この2台を評価するのは松田秀士氏と中谷明彦氏。おふたりとも、トップカテゴリーレベルの豊富なモータースポーツ経験をベースに、鋭い視点で車両評価をする達人。お互いが、それぞれのクルマをどのように評価するのか!? こうご期待!!
※本稿は2020年4月のものです
文/ベストカー編集部、松田秀士、中谷明彦
写真/平野学
初出:『ベストカー』 2020年5月26日号
【画像ギャラリー】何がどう違う!? 注目のヤリス&フィットをすみずみまでチェック!!

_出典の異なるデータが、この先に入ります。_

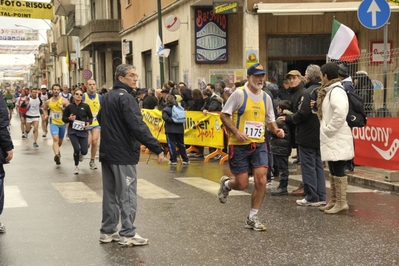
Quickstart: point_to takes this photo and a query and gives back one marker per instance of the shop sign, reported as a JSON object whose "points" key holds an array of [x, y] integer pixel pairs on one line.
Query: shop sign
{"points": [[210, 36], [225, 8]]}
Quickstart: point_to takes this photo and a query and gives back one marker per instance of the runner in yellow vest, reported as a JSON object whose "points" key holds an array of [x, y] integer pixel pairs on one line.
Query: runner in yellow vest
{"points": [[245, 115], [56, 105], [94, 100]]}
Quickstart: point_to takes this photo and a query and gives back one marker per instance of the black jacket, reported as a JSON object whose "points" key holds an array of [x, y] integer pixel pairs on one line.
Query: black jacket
{"points": [[295, 99], [122, 128], [5, 137], [307, 132], [281, 146], [170, 125], [82, 112], [149, 102]]}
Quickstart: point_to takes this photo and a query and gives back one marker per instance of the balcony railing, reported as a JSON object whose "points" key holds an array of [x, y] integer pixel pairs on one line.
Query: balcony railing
{"points": [[64, 44], [66, 6]]}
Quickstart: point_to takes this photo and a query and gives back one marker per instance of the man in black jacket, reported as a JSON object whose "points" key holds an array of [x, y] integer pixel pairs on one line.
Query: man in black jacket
{"points": [[297, 87], [308, 140], [122, 133], [6, 153]]}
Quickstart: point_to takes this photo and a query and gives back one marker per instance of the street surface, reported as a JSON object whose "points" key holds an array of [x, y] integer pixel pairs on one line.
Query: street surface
{"points": [[53, 218]]}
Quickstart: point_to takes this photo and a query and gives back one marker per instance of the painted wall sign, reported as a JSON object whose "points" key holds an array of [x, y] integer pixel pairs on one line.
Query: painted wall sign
{"points": [[19, 35], [22, 9], [127, 47], [225, 8], [18, 49], [210, 36], [377, 52]]}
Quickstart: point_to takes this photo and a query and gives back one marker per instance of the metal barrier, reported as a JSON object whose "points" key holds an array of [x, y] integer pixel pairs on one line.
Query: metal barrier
{"points": [[381, 99]]}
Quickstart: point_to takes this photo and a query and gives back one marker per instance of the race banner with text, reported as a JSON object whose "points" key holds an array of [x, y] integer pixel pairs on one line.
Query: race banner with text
{"points": [[199, 129], [377, 143], [23, 9]]}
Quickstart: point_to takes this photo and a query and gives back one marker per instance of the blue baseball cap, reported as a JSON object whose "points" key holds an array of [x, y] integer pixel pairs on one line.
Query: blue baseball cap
{"points": [[256, 69]]}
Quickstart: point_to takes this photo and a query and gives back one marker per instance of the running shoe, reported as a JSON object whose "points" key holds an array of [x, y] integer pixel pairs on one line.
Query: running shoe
{"points": [[108, 238], [304, 202], [57, 159], [136, 240], [92, 165], [254, 224], [223, 190]]}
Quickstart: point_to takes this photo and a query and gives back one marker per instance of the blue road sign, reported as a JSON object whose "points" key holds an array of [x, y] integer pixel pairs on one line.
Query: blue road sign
{"points": [[373, 14]]}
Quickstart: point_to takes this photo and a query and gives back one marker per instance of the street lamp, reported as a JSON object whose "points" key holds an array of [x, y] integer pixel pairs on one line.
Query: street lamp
{"points": [[67, 42]]}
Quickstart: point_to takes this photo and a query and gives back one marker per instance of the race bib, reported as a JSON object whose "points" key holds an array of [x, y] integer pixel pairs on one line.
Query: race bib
{"points": [[78, 125], [56, 115], [253, 129]]}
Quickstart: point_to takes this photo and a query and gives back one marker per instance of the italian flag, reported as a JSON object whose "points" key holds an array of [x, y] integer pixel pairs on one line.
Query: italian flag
{"points": [[344, 45]]}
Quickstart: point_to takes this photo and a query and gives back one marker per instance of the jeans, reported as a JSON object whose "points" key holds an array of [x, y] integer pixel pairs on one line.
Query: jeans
{"points": [[313, 177], [119, 199], [281, 163]]}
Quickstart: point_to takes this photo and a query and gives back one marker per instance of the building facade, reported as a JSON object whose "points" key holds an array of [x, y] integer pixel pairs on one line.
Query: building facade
{"points": [[280, 34]]}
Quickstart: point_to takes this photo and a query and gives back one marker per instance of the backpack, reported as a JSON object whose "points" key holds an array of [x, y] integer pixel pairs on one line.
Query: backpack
{"points": [[356, 116], [178, 114]]}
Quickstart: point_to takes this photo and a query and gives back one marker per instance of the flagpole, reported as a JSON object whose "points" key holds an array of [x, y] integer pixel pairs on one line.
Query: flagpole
{"points": [[161, 67], [385, 68]]}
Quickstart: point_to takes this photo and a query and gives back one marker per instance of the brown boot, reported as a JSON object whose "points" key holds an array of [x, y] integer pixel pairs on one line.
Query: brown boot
{"points": [[333, 197], [341, 205], [299, 191]]}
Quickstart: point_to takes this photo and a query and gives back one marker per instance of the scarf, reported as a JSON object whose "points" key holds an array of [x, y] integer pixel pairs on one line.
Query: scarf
{"points": [[321, 94]]}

新開発プラットフォームを引っ提げてコンパクトカー市場に乗り込んできた!!
■先行 TOYOTA ヤリス
●松田秀士のインプレッション
ドライビングポジションが取りやすいと感じるのはテレスコ&チルト、そしてシートとのポジショニングが適切だから。Aピラーとナビディスプレイが若干視界の邪魔をするが、これは慣れの問題。8インチのディスプレイ配置が高いので、視線との移動量が少なく情報は見やすい。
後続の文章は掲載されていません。